Syafira kebingungan, perasaan dia tidak mendengar Bara bicara lagi perihal meminta restu tadi.
Tiba-tiba, Syafira mendapatkan sebuah wangsit di kepalanya. Ia mengambil buket bunga yang oleh Bara di letakkan di samoing ia jongkok.
"Om pinjam bunganya," ucap Syafira langsung mengambil buket bunganya tanpa menunggu persetujuan Bara.
"Mau kamu apakan bunga itu Fir?" tanya Bara sedikit keras karena Syafira sudah berjalan cepat beberapa meter.
Lagi-lagi, Bara hanya bisa menghela napas panjang melihat tingkah Syafira.
"Benar-benar ajaib anak Tuan, semoga saya bisa kuat mental," gumam Bara tanpa sadar sikapnya sendiri seperti apa terhadap gadis itu.
Bara tersenyum saat tahu ternyata Syafira pergi ke makam Olivia. Ia berdiri dan berjalan pelan menyusul Syafira.
"Assalamualaikum mbak," Syafira meletakkan bunga yang diambilnya dari Bara tersebut di atas makam Olivia.
"Ini pertama kalinya saya datang ke sini, tapi insyaallah nanti saya akan lebih sering ke sini mbak,"
Tak lupa, Syafira juga berdoa untuk almarhumah Olivia.
Kaki jenjang Bara tak butuh waktu lama untuk sampai ke makam Olivia. Ia berjongkok di seberang Syafira dan ikut berdoa dengan khusyuk.

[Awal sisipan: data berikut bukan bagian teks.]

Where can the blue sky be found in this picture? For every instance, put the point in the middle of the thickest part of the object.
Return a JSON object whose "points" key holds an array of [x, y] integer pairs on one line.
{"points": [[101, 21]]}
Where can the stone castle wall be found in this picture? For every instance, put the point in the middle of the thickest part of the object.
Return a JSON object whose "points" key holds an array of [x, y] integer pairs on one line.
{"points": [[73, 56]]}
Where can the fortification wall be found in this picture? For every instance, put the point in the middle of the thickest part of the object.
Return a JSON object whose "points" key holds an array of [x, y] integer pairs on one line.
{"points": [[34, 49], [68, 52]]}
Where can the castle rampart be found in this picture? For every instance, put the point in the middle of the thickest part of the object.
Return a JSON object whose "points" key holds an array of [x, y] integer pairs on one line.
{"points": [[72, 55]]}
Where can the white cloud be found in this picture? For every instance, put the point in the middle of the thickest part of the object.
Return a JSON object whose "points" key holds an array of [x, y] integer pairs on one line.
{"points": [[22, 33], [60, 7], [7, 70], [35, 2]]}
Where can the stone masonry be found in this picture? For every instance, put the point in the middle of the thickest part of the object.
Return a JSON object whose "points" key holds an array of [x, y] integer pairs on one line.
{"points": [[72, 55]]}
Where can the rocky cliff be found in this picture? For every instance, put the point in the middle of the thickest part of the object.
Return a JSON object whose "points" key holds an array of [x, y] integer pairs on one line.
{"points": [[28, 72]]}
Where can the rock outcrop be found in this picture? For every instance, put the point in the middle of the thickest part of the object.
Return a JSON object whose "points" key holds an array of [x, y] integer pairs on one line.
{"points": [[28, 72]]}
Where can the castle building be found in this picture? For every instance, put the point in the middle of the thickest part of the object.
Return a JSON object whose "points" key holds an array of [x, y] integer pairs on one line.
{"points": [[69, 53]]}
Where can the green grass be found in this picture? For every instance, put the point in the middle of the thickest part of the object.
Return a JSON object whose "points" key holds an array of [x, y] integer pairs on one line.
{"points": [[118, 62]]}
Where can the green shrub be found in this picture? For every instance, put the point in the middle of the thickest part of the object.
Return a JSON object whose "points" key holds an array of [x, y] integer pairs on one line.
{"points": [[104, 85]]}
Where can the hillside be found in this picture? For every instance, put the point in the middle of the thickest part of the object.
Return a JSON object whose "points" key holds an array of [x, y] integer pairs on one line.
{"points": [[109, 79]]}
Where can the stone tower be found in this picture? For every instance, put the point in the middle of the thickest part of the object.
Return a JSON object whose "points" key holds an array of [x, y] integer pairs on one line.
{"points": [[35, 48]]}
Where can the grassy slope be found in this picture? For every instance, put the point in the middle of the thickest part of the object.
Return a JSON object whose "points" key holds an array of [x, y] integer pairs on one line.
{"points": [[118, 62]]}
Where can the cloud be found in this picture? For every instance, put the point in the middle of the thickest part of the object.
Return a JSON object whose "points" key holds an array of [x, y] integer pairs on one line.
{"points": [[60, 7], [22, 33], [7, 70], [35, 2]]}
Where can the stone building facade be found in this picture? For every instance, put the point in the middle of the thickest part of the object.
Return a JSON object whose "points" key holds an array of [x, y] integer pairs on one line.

"Mbak, tadi om Bara sudah meminta Restu kepada ayah saya, sekarang giliran saya meminta restu kepada mbak Olivia untuk menjadi ibu buat si kembar mbak. Bukan berarti saya akan menggantikan posisi mbak sebagai ibu mereka, bukan. Mbak Olivia tetap ibu yang melahirkan mereka. Mbak tetap nomor satu di hati mereka. Semoga mbak meridhoi anak-anak di rawat oleh saya nanti. Saya akan berusaha menjadi ibu yang baik buat mereka," ucap Syafira dengan nada pelan tanpa mempedulikan keberadaan Bara yang terdiam, entah apa yang kini sedang laki-laki duda Olivia itu pikirkan.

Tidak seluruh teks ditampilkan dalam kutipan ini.